Crypto exchange Coinbase is bolstering its relationship with regulatory authorities in the United Arab Emirates as it faces mounting challenges back home in the U.S.
"There is no doubt that UAE has the potential to be a strategic hub for Coinbase, amplifying our efforts across the world," Coinbase said in a blog post on Sunday. "It further serves as a particularly strategic bridge between Asia and Europe — two of our existing focus international regions to date."
Coinbase's executive team, including CEO and co-founder Brian Armstrong, is in the UAE this week for meetings with policymakers, regulators, crypto founders and clients. Armstrong will also provide a keynote address at the inaugural Dubai Fintech Summit. Armstrong admired the UAE for its proactive and progressive regulatory approach to crypto in a tweet, saying the region "deserves a lot of credit for being forward thinking on crypto."
"First dedicated crypto regulator in the world, a clear rule book published (!), business friendly plus strong customer protections. Really enjoying my visit so far," he added.
Coinbase's tensions with US regulators grow
Coinbase's first visit to the UAE, in Dubai and Abu Dhabi, comes amid souring relations with American regulators and a nascent effort to move beyond the U.S. In March, the U.S. Securities and Exchange Commission sent Coinbase a Wells notice alerting the exchange to "possible violations of securities laws." In April, Coinbase sued the SEC in order to force the agency to respond to a petition that the company filed demanding the SEC publish specific rules for digital assets. Last week, the SEC was ordered by a U.S. court to respond to Coinbase's complaint within ten days.
Also last week, Coinbase launched an international derivatives exchange from Bermuda, allowing users to trade perpetual futures with currently 5x leverage.

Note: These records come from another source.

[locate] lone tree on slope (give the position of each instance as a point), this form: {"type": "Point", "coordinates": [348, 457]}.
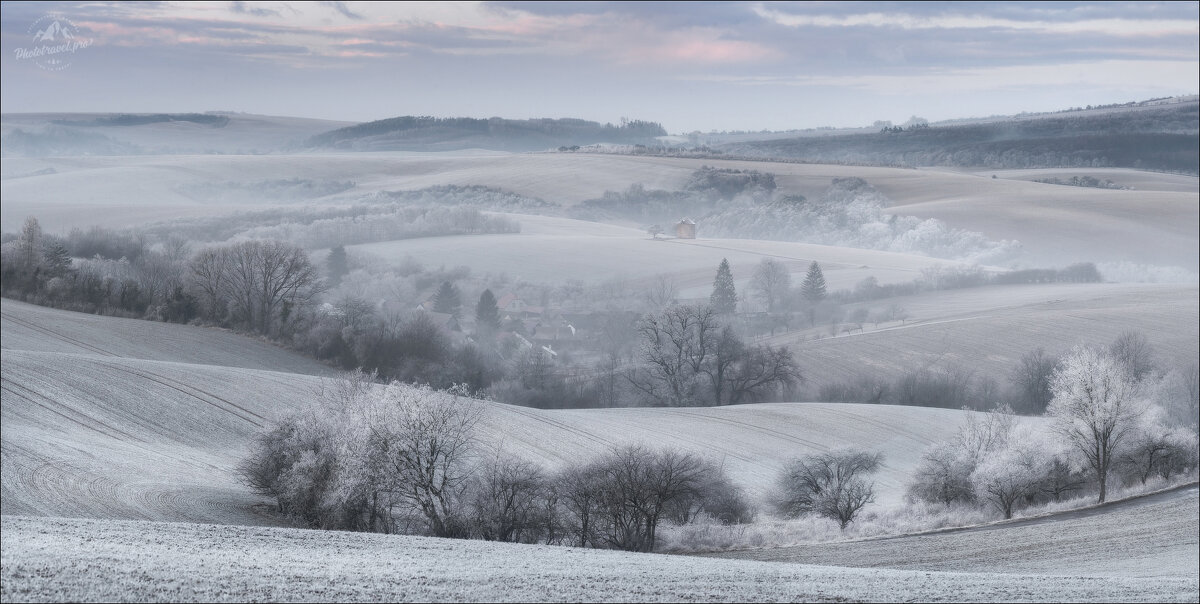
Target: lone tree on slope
{"type": "Point", "coordinates": [725, 297]}
{"type": "Point", "coordinates": [487, 314]}
{"type": "Point", "coordinates": [814, 287]}
{"type": "Point", "coordinates": [448, 299]}
{"type": "Point", "coordinates": [1096, 408]}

"It is no secret that Coinbase is also working with Abu Dhabi Global Market (ADGM) regulators to further expand the licensing and availability for Coinbase International Exchange," Coinbase said in the Sunday blog post. "We have also been engaging with Dubai's Virtual Assets Regulatory Authority (VARA), a dedicated regulator for virtual assets, as they put forward a comprehensive retail framework built on the principles of economic sustainability and cross-border financial security. This expands our global footprint, helping get us closer to bringing 1 billion users to crypto."

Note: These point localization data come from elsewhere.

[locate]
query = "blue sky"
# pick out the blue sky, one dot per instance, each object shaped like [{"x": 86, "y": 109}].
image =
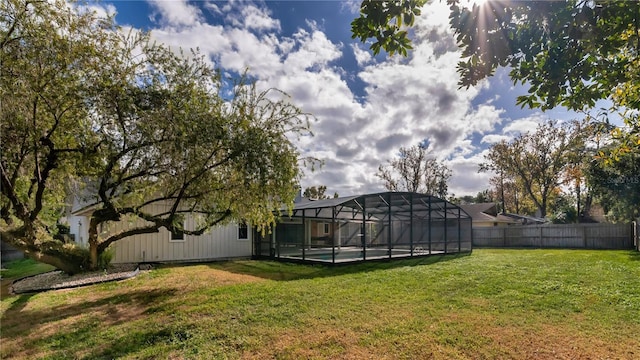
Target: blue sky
[{"x": 366, "y": 107}]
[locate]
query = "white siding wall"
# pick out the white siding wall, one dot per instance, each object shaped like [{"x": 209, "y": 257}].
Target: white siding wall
[
  {"x": 218, "y": 243},
  {"x": 79, "y": 227}
]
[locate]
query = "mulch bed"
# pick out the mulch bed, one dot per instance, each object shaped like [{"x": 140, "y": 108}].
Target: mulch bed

UAE's growing crypto ecosystem
The UAE has witnessed significant growth in its crypto ecosystem over the past few years, attracting attention from giants such as Binance.

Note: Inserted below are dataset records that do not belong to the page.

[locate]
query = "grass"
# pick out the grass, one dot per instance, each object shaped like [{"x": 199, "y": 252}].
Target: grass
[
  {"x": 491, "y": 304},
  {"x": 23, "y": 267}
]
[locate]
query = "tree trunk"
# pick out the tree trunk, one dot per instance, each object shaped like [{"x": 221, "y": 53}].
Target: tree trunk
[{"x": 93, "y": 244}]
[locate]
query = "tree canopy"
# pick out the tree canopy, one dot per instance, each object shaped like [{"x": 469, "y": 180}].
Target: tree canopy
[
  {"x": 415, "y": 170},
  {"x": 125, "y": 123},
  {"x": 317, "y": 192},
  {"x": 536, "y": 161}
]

Dubai's Virtual Assets Regulatory Authority was set up last year, and earlier this year, it issued its crypto regulatory framework, laying out a concrete licensing regime for crypto service providers. Last month, the registration authority of ADGM issued a consultation paper to explain the proposed Distributed Ledger Technology Foundations Regulations 2023 and sought public feedback on the proposed new legislative framework for foundations that facilitate DLT and token issuance.
"In short, the region is standing-out as a leader in the development of a web3 ecosystem, making it an attractive location to consider investing in," Coinbase said. "The vacuum created by other notable jurisdictions means that international counterparts, such as the UAE, are racing to fill the regulatory gap."
Despite regulatory uncertainty in the U.S., Coinbase is "100% committed" to the home country over the long term, Armstrong said last week during the company's earnings call.
"Let me be clear, we're 100% committed to the U.S. I founded this company in the United States because I saw that rule of law prevails here," Armstrong said. "That's really important, and I'm actually really optimistic on the U.S. getting this right."